The setup
Our primary server is a Dell PowerEdge T440 — a tower server running Ubuntu 24.04 with Virtualmin Pro for panel management. It lives in our office on a Verizon FiOS 2.5Gbps symmetric connection, protected behind a Cloudflare Tunnel for zero-trust access.
Specs: dual Xeon Gold 6148 processors, 32GB ECC RAM, RAID storage. It handles:
- Multiple client websites and landing page systems
- CLView — our internal SaaS platform
- LeadForge — our landing page generator
- The CUPS Frozen Yogurt backend API
- Several smaller client tools and dashboards
- Our SEO audit tool (Python/Flask)
- Ollama running local AI models
Why not just use AWS?
AWS, DigitalOcean, and similar cloud providers are excellent. For most startups and small businesses, they're the right choice. But for a studio like ours — where we're running many different projects simultaneously — the economics work out very differently.
A comparable AWS setup (EC2 + RDS + storage) for everything we run would cost $400–800/month. Our server was a one-time hardware purchase, and our monthly costs are electricity + our internet connection (which we'd have anyway).
Over 3 years, the math strongly favors owned hardware for a predictable workload.
The Cloudflare Tunnel is the key
The part that makes self-hosting practical for production web apps is Cloudflare Tunnel.

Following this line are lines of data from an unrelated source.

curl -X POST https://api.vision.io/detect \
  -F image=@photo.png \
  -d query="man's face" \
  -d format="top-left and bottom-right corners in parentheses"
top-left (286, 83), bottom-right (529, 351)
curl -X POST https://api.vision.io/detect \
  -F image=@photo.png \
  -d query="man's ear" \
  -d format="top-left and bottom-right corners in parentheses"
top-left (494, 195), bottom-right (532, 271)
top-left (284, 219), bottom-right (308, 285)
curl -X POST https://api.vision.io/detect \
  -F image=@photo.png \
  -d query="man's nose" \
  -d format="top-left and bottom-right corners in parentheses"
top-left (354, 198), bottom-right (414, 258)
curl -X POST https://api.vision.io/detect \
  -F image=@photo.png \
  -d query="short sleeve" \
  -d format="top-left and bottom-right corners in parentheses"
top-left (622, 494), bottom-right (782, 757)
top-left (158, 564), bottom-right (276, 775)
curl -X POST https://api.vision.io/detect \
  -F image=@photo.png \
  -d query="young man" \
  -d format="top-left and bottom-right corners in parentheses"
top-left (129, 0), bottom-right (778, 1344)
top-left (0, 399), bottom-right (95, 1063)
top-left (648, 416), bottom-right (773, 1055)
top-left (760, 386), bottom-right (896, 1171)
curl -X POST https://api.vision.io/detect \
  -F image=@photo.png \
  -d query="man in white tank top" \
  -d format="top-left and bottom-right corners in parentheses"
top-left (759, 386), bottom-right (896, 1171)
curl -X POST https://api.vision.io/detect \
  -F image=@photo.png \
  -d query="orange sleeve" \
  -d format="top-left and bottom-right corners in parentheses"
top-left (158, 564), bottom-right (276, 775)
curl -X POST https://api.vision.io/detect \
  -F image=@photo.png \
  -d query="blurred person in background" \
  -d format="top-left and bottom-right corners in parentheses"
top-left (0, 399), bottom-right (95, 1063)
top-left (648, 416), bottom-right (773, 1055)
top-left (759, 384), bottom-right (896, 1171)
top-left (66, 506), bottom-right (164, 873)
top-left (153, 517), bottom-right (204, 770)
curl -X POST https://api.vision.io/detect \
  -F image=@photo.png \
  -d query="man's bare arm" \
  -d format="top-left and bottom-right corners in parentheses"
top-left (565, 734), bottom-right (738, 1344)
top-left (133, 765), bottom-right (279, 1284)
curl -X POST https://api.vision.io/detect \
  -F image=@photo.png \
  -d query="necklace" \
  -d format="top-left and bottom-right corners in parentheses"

Instead of opening ports on our firewall and managing SSL certificates manually, every domain routes through Cloudflare's network to our server through an encrypted tunnel.
This means:
- No public-facing open ports on our server
- Automatic SSL for every domain
- DDoS protection from Cloudflare's network
- Our home IP address is never exposed
- We can add new domains in minutes from the Cloudflare dashboard
The stack
The full infrastructure stack on our server:
- Ubuntu 24.04 — OS
- Virtualmin Pro — server management panel
- Apache — web server for PHP sites
- Nginx (via NPM) — reverse proxy for non-PHP apps
- MariaDB — database for all PHP applications
- Python / Gunicorn — for Flask-based tools
- Ollama — local AI model inference
- Cloudflare Tunnel — public access layer
- ZimaOS — secondary NAS/Docker host
What we'd do differently
Self-hosting has real tradeoffs. Hardware fails. Power goes out. Internet goes down. We've had all three. Our mitigation:
- UPS battery backup keeps the server running through short outages
- Automated nightly backups to a separate NAS (TrueNAS)
- Cloudflare's caching means most static content serves even if our server is down
- For mission-critical client uptime requirements, we use cloud hosting and keep self-hosting for internal tools
If we were starting over today, we'd probably split the difference: self-host development environments and internal tools, use cloud for any client site with an SLA requirement.
If you're a developer curious about this setup, the key components are: a used PowerEdge server ($300–500 on eBay), Virtualmin (free tier works), and a Cloudflare account (free tier covers most needs). Total setup time is a weekend.